H-man might be right that McCain helps pick up some blue states while not hurting in the red states but I'm not as sure.

Posted by: AWW at August 30, 2004 7:55 AM


Every one of them will vote for Bush

Posted by: oj at August 30, 2004 8:40 AM


Bayh is not going to lose in Indiana, nor is he going to switch parties. The Indiana Democrats are much more conservative than the national Democrats as a whole. Bayh is too intertwined in the Indiana Democrats to leave them, and his image as a moderate is what keeps him a senator in Indiana.

Posted by: ProCynic at August 30, 2004 10:53 AM

Mr. Judd;

That's exactly what I'm afraid of. Both Bush and McCain have come out in strong support for regulating and restricting political speech. Bush's current claim is that the problem with McCain-Feingold CFR was that it wasn't restrictive enough. And McCain wrote it. Why wouldn't the two of them, with 60 Senators, write a bill that is what they both seem to want?

Basically, on what evidence do you claim that Bush would prefer to loosen up legal restrictions on political speech?

Posted by: Annoying Old Guy at August 30, 2004 10:59 AM


He wants to be president. He needs to switch to achieve that goal.

(His old man's seat was considered safe in 1980 too.)

Posted by: oj at August 30, 2004 11:02 AM


He's conservative.

Posted by: oj at August 30, 2004 11:06 AM


He wants to be president, but it's not going to happen. For several reasons:

1. Even if he tried to switch, Bayh is hated by Republicans in Indiana. I don't think this hatred is justified, but it is palpable. He has built a cult of personality in Indiana, but that would be severely damaged by a party switch.
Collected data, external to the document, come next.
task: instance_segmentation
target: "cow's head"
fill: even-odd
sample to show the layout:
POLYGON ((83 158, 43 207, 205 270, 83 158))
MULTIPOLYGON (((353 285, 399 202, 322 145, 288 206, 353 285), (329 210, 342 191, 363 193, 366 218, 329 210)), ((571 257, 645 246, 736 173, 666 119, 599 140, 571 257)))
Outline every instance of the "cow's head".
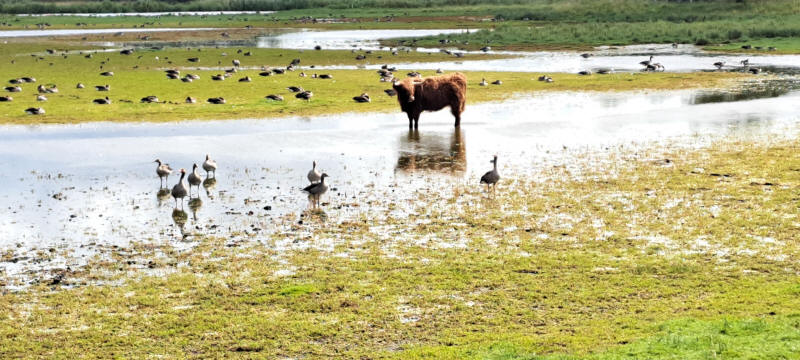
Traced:
POLYGON ((422 84, 421 81, 412 79, 405 79, 403 81, 395 80, 392 82, 392 87, 397 91, 397 99, 400 100, 400 103, 410 103, 414 102, 414 88, 420 84, 422 84))

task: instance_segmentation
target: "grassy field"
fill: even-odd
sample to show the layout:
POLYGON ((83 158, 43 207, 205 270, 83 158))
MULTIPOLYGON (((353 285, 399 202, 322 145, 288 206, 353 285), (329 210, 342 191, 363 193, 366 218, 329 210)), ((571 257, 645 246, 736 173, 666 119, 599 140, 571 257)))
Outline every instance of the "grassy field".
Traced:
MULTIPOLYGON (((50 44, 52 45, 52 44, 50 44)), ((331 113, 382 111, 397 108, 396 99, 387 96, 383 90, 390 83, 380 82, 375 70, 315 70, 310 65, 355 65, 384 64, 391 62, 425 62, 450 60, 452 56, 441 53, 389 52, 367 54, 366 60, 355 60, 356 54, 350 51, 299 51, 281 49, 242 49, 243 53, 252 51, 252 56, 237 54, 236 48, 201 48, 142 50, 133 55, 118 52, 96 53, 91 59, 82 54, 44 55, 48 44, 9 43, 9 53, 3 61, 7 66, 0 68, 0 79, 17 79, 23 76, 34 77, 37 83, 23 84, 22 92, 5 93, 13 101, 0 103, 0 122, 13 124, 35 123, 75 123, 86 121, 174 121, 192 119, 236 119, 263 118, 290 115, 320 115, 331 113), (31 57, 30 54, 38 57, 31 57), (41 57, 41 59, 39 59, 41 57), (140 58, 141 57, 141 58, 140 58), (156 57, 159 59, 156 60, 156 57), (198 62, 190 62, 198 57, 198 62), (259 76, 262 66, 285 66, 292 59, 301 59, 301 66, 308 77, 299 77, 300 70, 285 75, 259 76), (223 73, 223 68, 231 68, 233 59, 242 62, 243 69, 225 81, 213 81, 212 75, 223 73), (13 64, 11 63, 13 61, 13 64), (164 69, 180 69, 182 75, 200 75, 199 80, 184 83, 181 80, 168 80, 164 69), (209 70, 213 69, 213 70, 209 70), (100 76, 102 71, 113 71, 113 77, 100 76), (333 75, 332 80, 312 79, 314 73, 333 75), (252 82, 239 82, 249 76, 252 82), (86 87, 77 89, 76 84, 86 87), (47 101, 37 101, 36 86, 56 84, 59 92, 46 94, 47 101), (110 85, 110 91, 96 91, 95 85, 110 85), (311 90, 314 97, 310 102, 294 98, 286 88, 300 86, 311 90), (361 93, 371 95, 371 103, 357 104, 352 97, 361 93), (285 101, 266 100, 269 94, 280 94, 285 101), (155 95, 160 103, 140 103, 145 96, 155 95), (95 105, 92 100, 108 96, 110 105, 95 105), (186 104, 186 97, 198 99, 197 104, 186 104), (224 97, 226 104, 206 103, 211 97, 224 97), (42 107, 45 115, 31 116, 24 110, 29 107, 42 107)), ((55 49, 62 46, 53 45, 55 49)), ((495 58, 498 55, 467 55, 466 60, 495 58)), ((413 69, 398 72, 405 73, 413 69)), ((434 75, 434 71, 424 72, 434 75)), ((535 91, 597 90, 624 91, 639 89, 677 89, 688 87, 723 87, 731 81, 750 78, 734 73, 654 73, 593 75, 582 77, 575 74, 552 74, 554 83, 537 80, 538 74, 507 72, 468 72, 469 102, 495 101, 513 97, 517 93, 535 91), (487 81, 502 80, 501 86, 481 87, 481 78, 487 81)), ((7 84, 7 86, 10 84, 7 84)))
MULTIPOLYGON (((335 6, 324 1, 288 4, 276 14, 227 16, 143 17, 18 17, 0 16, 7 29, 35 28, 48 23, 52 28, 114 27, 230 27, 258 28, 316 27, 353 28, 482 28, 474 34, 453 35, 454 44, 464 48, 490 45, 498 48, 586 49, 597 45, 642 43, 688 43, 716 45, 763 42, 781 46, 784 53, 796 53, 800 37, 800 5, 793 0, 776 1, 465 1, 442 3, 419 1, 364 2, 358 7, 335 6), (394 6, 393 6, 394 5, 394 6), (308 9, 293 9, 308 6, 308 9), (610 12, 607 9, 613 8, 610 12), (336 19, 337 23, 314 23, 336 19), (493 21, 490 21, 493 20, 493 21), (80 26, 77 24, 81 24, 80 26)), ((341 5, 341 4, 340 4, 341 5)), ((420 44, 438 45, 439 38, 420 44)), ((720 50, 726 50, 722 47, 720 50)))
POLYGON ((419 189, 410 217, 112 251, 64 282, 114 285, 0 295, 0 357, 797 358, 800 143, 663 146, 501 167, 495 199, 419 189))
Whatever national organization he had built would be gone, and Indiana Republicans would make sure the National GOP wouldn't help him build a new one.

2. Birch Bayh lost in a Republican landslide in 1980; he was far too liberal for conservative Indiana. Evan Bayh won't make that mistake, but keeping him in office in Indiana won't help him with the national Democratic party.

3. Many of the national pundits don't seem to realize that Indiana is even less respected as a state than Arkansas. Indiana is seen as a third-world joke in the Midwest. A presidential candidate from Indiana could very well swing the Midwest, including neighboring Ohio, Michigan and Illinois, into the other camp.

Posted by: ProCynic at August 30, 2004 1:14 PM


Bush offers him a prime cabinet slot. That gives him experience as a Governor, Senator, Cabinet officer. He becomes a natural VP pick in '08.

The same landslide could carry the same states this time--SD, IN, WI...

Posted by: oj at August 30, 2004 1:22 PM

Mr. Judd;

I see your point, since Bush's conservatism stopped him from signing the McCain-Feingold CFR bill after it was passed by Congress. Too bad about that veto override.

I hate to harp on this, as you've complained about Bush signing the bill in previous posts, but really there's nothing except vague beliefs and hand waving to indicate he wouldn't sign something even more restrictive. Indeed, Bush's own words indicate that he'd happily sign a more restrictive bill.

I changed my mind about Bush on the free trade issue because of specific actions of Bush's, primarily the free trade agreements that showed up on a regular basis. That doesn't appear to be the case with regard to political speech restrictions.

Posted by: Annoying Old Guy at August 30, 2004 2:47 PM


You're speaking of two entirely different things: his desires vs. political reality.